SD-6DoF-ICLK: Sparse and Deep Inverse Compositional Lucas-Kanade Algorithm on SE(3)
This work addresses robust image alignment under severe conditions for applications like odometry and mapping, though it appears incremental as it builds on existing ICLK frameworks.
The paper tackles the problem of robust image alignment for visual-inertial odometry or SLAM by introducing SD-6DoF-ICLK, a learning-based pipeline that uses sparse depth information to optimize relative pose on SE(3), achieving a runtime of 145 ms per image pair and vastly outperforming classical methods.

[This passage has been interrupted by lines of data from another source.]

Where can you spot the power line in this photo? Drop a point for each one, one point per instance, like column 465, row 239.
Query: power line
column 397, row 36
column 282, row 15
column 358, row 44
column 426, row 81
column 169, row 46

This paper introduces SD-6DoF-ICLK, a learning-based Inverse Compositional Lucas-Kanade (ICLK) pipeline that uses sparse depth information to optimize the relative pose that best aligns two images on SE(3). To compute this six Degrees-of-Freedom (DoF) relative transformation, the proposed formulation requires only sparse depth information in one of the images, which is often the only available depth source in visual-inertial odometry or Simultaneous Localization and Mapping (SLAM) pipelines. In an optional subsequent step, the framework further refines feature locations and the relative pose using individual feature alignment and bundle adjustment for pose and structure re-alignment. The resulting sparse point correspondences with subpixel-accuracy and refined relative pose can be used for depth map generation, or the image alignment module can be embedded in an odometry or mapping framework. Experiments with rendered imagery show that the forward SD-6DoF-ICLK runs at 145 ms per image pair with a resolution of 752 x 480 pixels each, and vastly outperforms the classical, sparse 6DoF-ICLK algorithm, making it the ideal framework for robust image alignment under severe conditions.